There were signs that growth in China, which helped sustain the global economy through the recession, is slowing significantly. China's manufacturing sector weakened in May, according to surveys released on Friday.
The Dow closed down 274.88 points, or 2.2 per cent, at 12,118.57. The Dow is off 0.8 per cent for the year; two months ago, it was up more than 8 per cent for the year.
The Standard & Poor's 500 index fell 32.29 points, or 2.5 per cent, to 1,278.04. The Nasdaq dropped 79.86, or 2.8 per cent, to 2,747.48. Both indexes are still up for the year - 1.6 per cent for the S&P 500 and 5.5 per cent for the Nasdaq.
The yield on the benchmark 10-year US Treasury note briefly fell to 1.44 per cent, the lowest on record. It ended the day at 1.46 per cent. Gold for August delivery climbed $57.90, nearly 4 per cent, to $1,622.10 per ounce.
"Everybody's looking for a safe haven," said Adam Patti, CEO of IndexIQ, an asset management firm. He's skeptical of that strategy, believing the swing was driven by short-term traders "looking to flip in and out of things," rather than long-term investors willing to ride out a few bumps in the market.
May was the worst month for the stock market in two years by some measures. Investors' worries about Europe's debt crisis intensified as the month wore on. Greece's political future is uncertain, and it appears increasingly likely to stop using the euro currency. That could rattle financial markets and make Greece's economy - already hobbled - even weaker.
Friday's jobs report drew traders' attention back to the weakening US economy, said Todd Salamone, director of research for Schaeffer's Investment Research in Cincinnati.
"The weaker jobs report translates into anticipation of slower growth ahead and weaker corporate earnings, and that ratchets stock prices lower," Salamone said.
The record-low yield on the 10-year Treasury note reflected rapid buying by traders with the biggest portfolios, including central banks, endowments and pension funds, said Ira Jersey, US interest rate strategist at Credit Suisse. He said money managers were selling investments priced in euros and stashing their money in US securities.
Several analysts raised the possibility that the weakening economy will prompt more action by governments and central banks seeking to juice global economic activity. Anticipation of some policy response prevented even deeper losses, Stovall said.
The Federal Reserve undertook programs in 2009 and 2010 to buy US government bonds. Its goal was to lower interest rates and encourage people to buy riskier investments like stocks. At least in public, the central bank so far has resisted a third round of purchases, known as quantitative easing.
Anticipation of bond-buying by the Fed "might put in a little bit of a floor to the market, but the overall economic picture is still bad," said Bob Gelfond, CEO of MQS Asset Management, a New York hedge fund.
The dollar fell and gold rose partly because traders expect more intervention by the Federal Reserve, Gelfond said.

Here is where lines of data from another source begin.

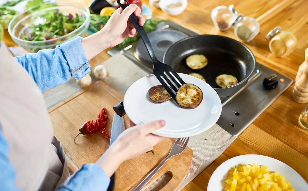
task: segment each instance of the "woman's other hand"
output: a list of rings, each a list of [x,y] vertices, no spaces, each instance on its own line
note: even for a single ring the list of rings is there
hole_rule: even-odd
[[[160,120],[126,129],[96,164],[110,177],[121,163],[151,151],[153,146],[166,139],[152,133],[165,124],[164,120]]]

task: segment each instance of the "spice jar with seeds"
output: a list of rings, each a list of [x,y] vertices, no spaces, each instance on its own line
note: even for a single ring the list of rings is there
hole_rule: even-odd
[[[270,42],[270,50],[277,57],[284,57],[293,51],[297,42],[296,37],[288,31],[277,27],[267,34],[266,39]]]
[[[233,5],[229,7],[225,6],[219,6],[212,11],[211,18],[215,27],[223,31],[230,28],[234,18],[237,15],[237,13]]]
[[[235,36],[245,42],[251,41],[260,31],[260,25],[255,19],[241,14],[235,18],[232,25]]]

The euro rose half a penny against the dollar to above $1.24. A day earlier, fears about Europe's finances had pushed the euro to a nearly two-year low against the dollar.
Only 17 of the 500 companies in the S&P index were higher for the day.
Homebuilder stocks fell the most, despite a report that construction spending rose for a second month in April. PulteGroup fell 11.8 per cent, D.R. Horton 8.4 per cent and Lennar 8.3 per cent.
Boeing, the biggest US exporter, fell 3.4 per cent, one of the steepest declines among the 30 companies that make up the Dow. Traders fear that the economic slowdown will hurt global demand for its airplanes and defence technologies.
A slower global economy would reduce demand for energy. The price of a barrel of oil fell $3.49 to $83.04, extending a monthlong slide. The price of oil is at a 16-month low.
Stocks closed way down in Europe. Greece's benchmark stock index fell 4.4 per cent, Germany's 3.4 per cent and France's 2.2 per cent.